Engineers are required to reason through complex engineering issues by application of critical thinking skills applied with the appropriate intellectual disposition. Specific student learning outcomes for this course include increased understanding and application of critical thinking skills and an increased awareness of the ethical implications often associated with decision making.

This LLC is for students accepted into the pre-Petroleum Engineering Program. Students will live together and take EGRG 101. As part of this Living/Learning Community students will have opportunities to develop study groups and explore the field of petroleum engineering through field trips, Career Center presentations, and through discussions with peers, faculty, and professionals. Enrollment in this course is limited to ACCEPTED, DECLARED Petroleum Engineering majors.

PHYS 221-04 General Physics I (Scientific Inquiry) PHYS 221L Required

Faculty: Dr. Dennis Kuhl, Physics

Main topics covered include the principles of kinematics and dynamics for particles and rigid bodies; applications of Newton’s laws of motion to linear, rotational, and oscillatory motion; conservation of energy, linear momentum, and angular momentum. Enrollment in this course is intended for those students interested in exploring a major in engineering or the physical sciences.

SMGT 280-02 Introduction to Sports Management and COMM 101-15 Fundamentals of Oral Communication

Living & Learning Community!

Faculty: Prof. Debbie Lazorik, Business and Economics; Dr. Liane Gray-Starner, Communication Studies

This LLC, titled The Business of Sports, provides students with an introduction to sports management while living together. All students will acquire an understanding of the importance of management concepts and principles and their application to the sports industry, become famil¬iar with the technical language associated with the field, and learn when and where to seek and find more information about sports management issues. Issues in human resource management, financial management and business policy as they affect sports management are also discussed.

Each year recruiters in the business community rank oral and written communication abilities as key skills needed for succeeding in business. Through integrated assignments students will have the opportunity to develop their abilities to articulate the ideas explored in sports management. Through research and outlining students will learn to write effective informative and persuasive speeches. Work on verbal and nonverbal communication helps students master the delivery skills needed to present the speeches orally. Enrollment in this course is intended for those students interested in exploring a major or minor in Sports Management.

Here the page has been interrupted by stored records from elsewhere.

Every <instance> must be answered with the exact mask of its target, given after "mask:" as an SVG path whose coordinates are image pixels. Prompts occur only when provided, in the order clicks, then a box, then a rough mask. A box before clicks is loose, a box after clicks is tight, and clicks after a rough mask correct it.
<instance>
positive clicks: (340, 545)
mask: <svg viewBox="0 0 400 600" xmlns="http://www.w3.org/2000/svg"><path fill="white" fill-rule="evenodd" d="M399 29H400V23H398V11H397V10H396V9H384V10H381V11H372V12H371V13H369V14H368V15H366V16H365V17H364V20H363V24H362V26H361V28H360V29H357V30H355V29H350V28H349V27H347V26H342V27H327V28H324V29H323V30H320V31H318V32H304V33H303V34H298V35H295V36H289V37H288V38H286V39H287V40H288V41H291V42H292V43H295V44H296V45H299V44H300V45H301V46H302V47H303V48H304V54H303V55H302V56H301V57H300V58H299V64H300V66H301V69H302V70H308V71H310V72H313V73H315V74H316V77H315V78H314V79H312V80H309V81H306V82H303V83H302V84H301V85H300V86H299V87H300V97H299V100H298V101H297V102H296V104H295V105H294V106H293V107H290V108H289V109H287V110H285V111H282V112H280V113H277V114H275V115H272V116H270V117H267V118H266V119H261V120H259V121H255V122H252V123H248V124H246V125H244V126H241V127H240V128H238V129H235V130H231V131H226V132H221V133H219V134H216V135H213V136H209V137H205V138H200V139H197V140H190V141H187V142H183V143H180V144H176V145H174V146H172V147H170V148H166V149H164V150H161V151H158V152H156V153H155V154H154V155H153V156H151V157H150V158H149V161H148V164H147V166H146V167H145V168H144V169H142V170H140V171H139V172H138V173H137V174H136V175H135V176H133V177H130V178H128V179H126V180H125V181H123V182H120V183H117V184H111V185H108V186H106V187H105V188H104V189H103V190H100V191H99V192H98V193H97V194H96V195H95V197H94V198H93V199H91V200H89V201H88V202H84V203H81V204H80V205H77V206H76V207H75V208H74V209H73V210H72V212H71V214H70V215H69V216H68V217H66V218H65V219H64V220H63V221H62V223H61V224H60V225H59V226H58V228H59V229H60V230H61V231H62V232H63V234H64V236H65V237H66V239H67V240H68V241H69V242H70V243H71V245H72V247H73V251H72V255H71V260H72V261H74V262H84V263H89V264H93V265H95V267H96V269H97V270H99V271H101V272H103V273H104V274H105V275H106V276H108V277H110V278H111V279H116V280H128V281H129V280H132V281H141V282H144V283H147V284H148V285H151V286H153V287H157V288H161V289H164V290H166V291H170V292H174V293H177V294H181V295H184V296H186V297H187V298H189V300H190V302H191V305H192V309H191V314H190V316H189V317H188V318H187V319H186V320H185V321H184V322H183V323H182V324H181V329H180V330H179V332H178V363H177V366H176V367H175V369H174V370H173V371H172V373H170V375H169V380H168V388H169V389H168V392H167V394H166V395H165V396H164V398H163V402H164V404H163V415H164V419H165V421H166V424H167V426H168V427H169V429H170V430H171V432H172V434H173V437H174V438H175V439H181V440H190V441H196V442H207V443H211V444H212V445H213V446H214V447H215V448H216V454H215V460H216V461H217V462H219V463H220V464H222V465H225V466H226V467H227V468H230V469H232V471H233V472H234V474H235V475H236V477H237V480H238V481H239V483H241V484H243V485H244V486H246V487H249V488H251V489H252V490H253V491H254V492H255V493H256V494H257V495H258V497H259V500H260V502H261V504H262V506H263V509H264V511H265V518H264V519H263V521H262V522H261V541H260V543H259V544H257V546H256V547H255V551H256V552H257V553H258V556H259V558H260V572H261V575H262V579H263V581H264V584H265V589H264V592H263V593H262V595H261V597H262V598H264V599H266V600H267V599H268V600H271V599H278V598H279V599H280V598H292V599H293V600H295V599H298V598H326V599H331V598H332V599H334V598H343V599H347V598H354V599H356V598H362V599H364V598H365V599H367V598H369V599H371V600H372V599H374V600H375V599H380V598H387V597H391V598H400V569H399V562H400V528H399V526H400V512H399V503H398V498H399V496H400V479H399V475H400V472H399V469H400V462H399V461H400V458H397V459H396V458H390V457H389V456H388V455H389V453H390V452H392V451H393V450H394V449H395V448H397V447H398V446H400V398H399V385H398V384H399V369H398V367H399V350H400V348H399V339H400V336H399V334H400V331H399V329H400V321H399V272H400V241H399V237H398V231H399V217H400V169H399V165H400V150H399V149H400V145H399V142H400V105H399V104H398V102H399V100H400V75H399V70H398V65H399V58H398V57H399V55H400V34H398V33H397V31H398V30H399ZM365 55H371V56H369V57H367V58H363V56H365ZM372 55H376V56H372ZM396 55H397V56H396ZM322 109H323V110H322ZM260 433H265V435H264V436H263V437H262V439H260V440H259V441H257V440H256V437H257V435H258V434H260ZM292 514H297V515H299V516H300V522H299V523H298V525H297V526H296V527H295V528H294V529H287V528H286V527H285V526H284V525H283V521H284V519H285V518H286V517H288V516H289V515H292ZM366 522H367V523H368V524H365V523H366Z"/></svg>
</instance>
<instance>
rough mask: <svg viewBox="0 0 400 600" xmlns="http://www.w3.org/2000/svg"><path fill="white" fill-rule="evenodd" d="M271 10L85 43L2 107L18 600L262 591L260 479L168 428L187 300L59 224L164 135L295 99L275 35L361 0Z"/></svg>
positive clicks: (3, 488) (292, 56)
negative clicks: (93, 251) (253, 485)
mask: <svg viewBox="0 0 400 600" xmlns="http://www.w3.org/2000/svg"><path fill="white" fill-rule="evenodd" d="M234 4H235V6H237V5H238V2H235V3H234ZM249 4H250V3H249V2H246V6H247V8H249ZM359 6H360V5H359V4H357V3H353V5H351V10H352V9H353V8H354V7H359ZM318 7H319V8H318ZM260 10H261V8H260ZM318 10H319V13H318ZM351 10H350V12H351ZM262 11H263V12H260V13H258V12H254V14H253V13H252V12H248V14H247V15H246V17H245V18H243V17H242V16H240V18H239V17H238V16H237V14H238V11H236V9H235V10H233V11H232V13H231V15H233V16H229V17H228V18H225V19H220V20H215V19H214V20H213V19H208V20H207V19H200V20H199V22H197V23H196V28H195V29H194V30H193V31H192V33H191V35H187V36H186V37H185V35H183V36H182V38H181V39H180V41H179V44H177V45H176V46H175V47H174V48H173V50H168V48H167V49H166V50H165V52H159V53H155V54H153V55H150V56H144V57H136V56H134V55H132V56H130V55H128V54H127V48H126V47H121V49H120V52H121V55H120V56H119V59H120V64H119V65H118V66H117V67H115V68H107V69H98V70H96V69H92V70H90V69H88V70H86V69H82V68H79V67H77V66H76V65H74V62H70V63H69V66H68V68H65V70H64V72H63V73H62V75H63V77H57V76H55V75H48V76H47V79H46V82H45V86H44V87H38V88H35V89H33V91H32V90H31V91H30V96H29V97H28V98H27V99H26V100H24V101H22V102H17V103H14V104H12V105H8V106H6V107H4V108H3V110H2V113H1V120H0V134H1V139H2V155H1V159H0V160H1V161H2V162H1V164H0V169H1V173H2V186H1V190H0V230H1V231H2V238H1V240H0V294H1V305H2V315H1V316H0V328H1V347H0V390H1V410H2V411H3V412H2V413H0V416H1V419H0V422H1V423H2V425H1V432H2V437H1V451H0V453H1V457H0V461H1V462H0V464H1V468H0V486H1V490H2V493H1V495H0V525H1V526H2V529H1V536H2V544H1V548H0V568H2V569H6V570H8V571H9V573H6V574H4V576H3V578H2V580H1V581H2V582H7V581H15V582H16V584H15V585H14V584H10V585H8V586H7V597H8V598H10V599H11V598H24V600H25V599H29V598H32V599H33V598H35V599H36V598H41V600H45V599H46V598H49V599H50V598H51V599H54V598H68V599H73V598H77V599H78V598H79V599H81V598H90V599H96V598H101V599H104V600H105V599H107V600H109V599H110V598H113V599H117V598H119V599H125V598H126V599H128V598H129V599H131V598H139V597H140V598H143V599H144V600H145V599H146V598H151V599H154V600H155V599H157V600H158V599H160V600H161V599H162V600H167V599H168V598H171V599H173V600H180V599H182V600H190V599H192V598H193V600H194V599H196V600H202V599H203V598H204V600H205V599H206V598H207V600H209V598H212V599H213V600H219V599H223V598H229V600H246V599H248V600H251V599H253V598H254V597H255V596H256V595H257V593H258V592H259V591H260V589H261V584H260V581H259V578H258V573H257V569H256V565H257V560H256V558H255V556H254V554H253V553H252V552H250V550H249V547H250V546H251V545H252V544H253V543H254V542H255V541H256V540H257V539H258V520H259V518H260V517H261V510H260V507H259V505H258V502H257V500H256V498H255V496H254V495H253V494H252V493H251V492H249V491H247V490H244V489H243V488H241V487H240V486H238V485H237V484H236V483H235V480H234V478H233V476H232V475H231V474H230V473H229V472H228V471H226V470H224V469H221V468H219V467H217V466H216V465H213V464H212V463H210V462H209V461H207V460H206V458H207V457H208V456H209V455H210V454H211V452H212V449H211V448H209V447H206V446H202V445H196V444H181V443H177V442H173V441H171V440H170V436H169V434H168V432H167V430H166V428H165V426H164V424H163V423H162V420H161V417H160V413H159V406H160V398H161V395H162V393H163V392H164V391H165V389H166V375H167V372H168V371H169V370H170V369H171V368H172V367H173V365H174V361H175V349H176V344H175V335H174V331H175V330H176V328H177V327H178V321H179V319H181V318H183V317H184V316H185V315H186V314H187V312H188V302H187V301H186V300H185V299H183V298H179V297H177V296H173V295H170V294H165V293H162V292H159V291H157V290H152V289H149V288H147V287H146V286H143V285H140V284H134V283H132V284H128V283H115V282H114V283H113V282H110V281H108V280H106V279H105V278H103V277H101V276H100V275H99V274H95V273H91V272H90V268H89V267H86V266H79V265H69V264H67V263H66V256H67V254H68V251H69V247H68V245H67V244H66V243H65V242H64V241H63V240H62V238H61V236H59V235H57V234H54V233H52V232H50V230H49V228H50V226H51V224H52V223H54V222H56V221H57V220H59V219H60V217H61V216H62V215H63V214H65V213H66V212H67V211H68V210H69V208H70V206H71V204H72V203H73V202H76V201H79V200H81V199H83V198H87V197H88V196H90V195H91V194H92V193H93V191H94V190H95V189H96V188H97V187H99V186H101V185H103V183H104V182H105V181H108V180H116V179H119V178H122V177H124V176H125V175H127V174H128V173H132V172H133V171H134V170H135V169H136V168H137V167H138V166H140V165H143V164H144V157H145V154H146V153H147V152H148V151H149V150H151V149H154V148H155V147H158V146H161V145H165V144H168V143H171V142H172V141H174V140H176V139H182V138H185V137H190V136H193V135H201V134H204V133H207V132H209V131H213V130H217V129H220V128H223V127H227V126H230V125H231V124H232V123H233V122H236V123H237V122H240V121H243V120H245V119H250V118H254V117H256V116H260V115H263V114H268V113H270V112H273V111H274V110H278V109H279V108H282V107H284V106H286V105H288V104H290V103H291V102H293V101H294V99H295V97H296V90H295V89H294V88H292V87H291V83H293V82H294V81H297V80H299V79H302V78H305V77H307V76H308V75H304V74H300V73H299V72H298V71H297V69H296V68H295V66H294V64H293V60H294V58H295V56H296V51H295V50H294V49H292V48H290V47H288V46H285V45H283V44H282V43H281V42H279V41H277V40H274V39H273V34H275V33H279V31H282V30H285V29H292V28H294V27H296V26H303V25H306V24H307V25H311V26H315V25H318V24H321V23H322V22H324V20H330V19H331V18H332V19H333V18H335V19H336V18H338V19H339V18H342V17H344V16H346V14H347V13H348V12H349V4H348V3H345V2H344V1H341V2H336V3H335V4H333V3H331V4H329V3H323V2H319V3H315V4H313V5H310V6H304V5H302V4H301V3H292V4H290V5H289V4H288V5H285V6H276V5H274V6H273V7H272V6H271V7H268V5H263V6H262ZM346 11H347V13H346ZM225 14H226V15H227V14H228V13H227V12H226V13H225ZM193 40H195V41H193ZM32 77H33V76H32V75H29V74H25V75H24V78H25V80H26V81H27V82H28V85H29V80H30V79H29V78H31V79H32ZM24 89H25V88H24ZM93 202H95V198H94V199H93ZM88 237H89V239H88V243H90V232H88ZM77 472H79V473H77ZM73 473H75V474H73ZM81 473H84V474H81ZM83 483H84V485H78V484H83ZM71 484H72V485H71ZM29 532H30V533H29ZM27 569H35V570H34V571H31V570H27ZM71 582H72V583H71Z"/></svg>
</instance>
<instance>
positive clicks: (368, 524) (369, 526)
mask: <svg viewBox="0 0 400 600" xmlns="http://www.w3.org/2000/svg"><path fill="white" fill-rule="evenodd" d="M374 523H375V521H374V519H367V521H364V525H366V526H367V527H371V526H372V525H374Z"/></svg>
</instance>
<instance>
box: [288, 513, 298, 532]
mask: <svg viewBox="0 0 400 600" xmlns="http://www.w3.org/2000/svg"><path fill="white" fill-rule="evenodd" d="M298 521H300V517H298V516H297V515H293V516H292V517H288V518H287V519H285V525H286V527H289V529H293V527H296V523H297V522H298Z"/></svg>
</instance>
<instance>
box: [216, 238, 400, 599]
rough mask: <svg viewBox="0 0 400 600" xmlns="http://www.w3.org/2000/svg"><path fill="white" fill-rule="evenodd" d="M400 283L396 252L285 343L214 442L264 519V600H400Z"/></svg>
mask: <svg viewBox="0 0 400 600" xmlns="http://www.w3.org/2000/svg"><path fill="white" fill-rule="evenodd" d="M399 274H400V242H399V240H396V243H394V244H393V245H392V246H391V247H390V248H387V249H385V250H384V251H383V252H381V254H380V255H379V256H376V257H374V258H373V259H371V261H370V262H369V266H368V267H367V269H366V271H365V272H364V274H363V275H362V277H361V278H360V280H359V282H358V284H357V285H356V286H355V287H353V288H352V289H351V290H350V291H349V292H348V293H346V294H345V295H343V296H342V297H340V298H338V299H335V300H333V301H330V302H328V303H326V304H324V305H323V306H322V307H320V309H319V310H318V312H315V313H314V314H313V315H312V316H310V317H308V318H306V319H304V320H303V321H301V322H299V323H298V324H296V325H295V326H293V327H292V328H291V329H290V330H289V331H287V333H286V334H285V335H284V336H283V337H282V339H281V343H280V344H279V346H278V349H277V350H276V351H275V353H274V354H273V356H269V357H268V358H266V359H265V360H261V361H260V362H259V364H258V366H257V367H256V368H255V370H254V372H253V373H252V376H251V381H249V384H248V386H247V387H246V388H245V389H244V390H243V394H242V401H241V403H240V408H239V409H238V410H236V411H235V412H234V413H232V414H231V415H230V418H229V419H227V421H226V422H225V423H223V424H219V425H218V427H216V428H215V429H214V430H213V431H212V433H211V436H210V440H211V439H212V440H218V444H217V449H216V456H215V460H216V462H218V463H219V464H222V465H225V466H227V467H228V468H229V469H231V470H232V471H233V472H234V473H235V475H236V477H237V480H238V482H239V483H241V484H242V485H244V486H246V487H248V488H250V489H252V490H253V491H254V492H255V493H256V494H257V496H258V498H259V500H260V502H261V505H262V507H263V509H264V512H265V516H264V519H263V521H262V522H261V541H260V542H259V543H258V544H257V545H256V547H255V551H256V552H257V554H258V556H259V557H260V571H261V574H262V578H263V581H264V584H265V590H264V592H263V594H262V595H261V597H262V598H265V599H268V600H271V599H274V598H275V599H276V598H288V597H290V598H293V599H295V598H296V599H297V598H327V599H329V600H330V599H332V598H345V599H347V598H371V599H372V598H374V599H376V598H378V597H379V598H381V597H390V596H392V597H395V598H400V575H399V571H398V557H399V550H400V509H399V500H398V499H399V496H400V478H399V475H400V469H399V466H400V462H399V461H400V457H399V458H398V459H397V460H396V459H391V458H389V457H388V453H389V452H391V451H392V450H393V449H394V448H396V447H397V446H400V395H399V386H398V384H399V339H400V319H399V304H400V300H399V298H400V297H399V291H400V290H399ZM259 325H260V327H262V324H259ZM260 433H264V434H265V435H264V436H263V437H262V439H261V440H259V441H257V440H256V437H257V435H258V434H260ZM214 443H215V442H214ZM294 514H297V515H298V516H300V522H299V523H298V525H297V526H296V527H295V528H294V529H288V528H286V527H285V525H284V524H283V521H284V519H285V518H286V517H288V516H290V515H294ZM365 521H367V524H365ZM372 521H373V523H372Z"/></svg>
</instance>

SPTM 199-01 Introduction to Sports Medicine, WRIT 110-02 College Composition

Living & Learning Community!

Faculty: Prof. Jaclyn Schwieterman, Sports Medicine and Dr. Nathan Anderson, English


Why did the NFL make that new concussion rule? Why do so many baseball pitchers have Tommy Johns’ surgery? Why do some ankle sprains need walking boots, and others can just be taped up? What is arthroscopic surgery? While other professions are struggling, sports medicine professionals are in high demand. This course will critically examine some of the current trends in sports medicine, ethics in sports medicine, and will examine a variety of sports medicine professions by listening to current student panels, alumni and professional panels, the television shows “House” and “Scrubs,” and by looking at different literature on the subject. Important to every major is the ability to write effectively. By linking this section of FYE to a section of WRIT 101, we will also improve the participants’ writing skills through integrated assignments in a supportive environment. Enrollment in this course is limited to those students interested in exploring athletic training careers.